I know the benchmarks cannot really be compared, since one involves a queue, and mongo, while the other does not. But, it seems like a prime use case for async.

2 comments

Could also use multiprocessing, got about ~500req/s returning a 'hello world' response (which the article also does). The article does about 300req/s but that's because he saturates his pipe. The reality is the article might be faster than 1,000,000/hour.

    from multiprocessing import Pool
    from requests import get
    urls = 1000 * ['http://localhost/hello']
    def scrape(url):
        return get(url).text
    p = Pool(40)
    results = p.map(scrape, urls)
~2.2 seconds on a dual core 2.2ghz
Thanks for your comment. If you have the same test with cloud server or some public website , perhaps it will decrease some.

I've used multiprocessing/threads/geven/asyncio before. And I will have a full test with these libraries.

Thanks again!

As I said, the benchmark is flawed since it's dependent on the network pipe. It would be a good idea to run tests locally so you get a real maximum.

There are lots of factors involved which can completely skew benchmarks, for example, if you were scraping an average 10kb response instead of 'hello world' you would automatically be limited to 100req/s on a 10mbit pipe.

Thanks for your comment.
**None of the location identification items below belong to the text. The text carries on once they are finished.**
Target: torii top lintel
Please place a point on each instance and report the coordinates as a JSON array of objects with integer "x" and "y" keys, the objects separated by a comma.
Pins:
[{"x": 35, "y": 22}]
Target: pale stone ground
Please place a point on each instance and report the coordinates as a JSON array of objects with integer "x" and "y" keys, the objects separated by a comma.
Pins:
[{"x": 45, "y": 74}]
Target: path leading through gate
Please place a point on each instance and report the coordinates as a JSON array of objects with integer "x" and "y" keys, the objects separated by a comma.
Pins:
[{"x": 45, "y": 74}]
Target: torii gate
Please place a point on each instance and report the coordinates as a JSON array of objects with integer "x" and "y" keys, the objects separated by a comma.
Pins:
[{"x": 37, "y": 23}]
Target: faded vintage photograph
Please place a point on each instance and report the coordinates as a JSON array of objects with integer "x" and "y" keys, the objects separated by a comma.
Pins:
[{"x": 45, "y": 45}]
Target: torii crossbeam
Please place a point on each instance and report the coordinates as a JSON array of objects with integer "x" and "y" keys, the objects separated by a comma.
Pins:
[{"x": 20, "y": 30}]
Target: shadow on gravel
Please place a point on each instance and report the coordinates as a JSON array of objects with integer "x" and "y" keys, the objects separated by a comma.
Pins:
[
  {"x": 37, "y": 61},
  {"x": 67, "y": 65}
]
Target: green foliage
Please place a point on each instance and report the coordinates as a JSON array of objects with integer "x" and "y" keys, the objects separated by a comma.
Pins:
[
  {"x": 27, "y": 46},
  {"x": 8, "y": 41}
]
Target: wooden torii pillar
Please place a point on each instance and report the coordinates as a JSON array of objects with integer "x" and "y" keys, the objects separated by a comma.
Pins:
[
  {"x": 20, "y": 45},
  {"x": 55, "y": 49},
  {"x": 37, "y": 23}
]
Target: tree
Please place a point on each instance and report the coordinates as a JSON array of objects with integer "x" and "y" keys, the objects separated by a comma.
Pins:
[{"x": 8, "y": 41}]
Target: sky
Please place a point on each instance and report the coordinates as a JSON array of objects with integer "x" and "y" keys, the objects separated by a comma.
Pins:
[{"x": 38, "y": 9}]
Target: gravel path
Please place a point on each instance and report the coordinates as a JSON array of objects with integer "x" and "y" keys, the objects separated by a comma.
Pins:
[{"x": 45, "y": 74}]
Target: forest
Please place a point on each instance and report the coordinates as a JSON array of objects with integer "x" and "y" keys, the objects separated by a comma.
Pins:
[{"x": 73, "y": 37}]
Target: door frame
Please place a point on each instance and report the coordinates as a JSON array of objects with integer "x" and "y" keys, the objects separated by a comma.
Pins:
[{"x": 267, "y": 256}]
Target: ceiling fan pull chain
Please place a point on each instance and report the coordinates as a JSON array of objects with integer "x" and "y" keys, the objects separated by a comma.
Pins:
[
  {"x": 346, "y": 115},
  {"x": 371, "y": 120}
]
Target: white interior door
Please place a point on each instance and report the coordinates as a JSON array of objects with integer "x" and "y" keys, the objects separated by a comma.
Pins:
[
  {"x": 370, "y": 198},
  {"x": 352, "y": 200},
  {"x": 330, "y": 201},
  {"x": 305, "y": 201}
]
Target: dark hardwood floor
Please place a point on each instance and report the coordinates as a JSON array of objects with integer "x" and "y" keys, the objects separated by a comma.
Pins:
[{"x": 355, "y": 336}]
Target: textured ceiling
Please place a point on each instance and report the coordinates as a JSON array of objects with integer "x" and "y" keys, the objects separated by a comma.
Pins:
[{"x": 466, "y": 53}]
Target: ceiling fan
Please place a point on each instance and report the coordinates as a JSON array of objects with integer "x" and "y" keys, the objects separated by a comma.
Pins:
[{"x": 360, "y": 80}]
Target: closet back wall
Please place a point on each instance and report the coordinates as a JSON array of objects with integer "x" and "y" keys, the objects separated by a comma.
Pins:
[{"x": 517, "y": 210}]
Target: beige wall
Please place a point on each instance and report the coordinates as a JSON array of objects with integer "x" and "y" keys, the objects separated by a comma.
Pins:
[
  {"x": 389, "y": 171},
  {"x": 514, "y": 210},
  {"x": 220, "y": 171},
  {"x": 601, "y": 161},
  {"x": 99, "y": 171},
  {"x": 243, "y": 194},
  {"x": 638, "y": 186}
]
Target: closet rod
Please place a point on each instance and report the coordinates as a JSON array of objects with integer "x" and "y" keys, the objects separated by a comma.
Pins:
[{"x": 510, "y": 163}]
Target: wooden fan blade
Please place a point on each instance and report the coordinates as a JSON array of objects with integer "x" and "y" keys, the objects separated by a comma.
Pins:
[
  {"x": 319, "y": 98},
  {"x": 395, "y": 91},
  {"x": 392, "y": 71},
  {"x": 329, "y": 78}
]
I've used multiprocessing/threads/geven/asyncio before. And I will have a full test with these libraries or tools. This post is just a quick demo to build a distributed crawler with docker. Asyncio and aiohttp is a great combination for this case , using less memory and faster. But aiohttp only support http proxy, perhaps this is the only case not so perfect.

Thanks for your comment again. welcome to discuss more technical details about it.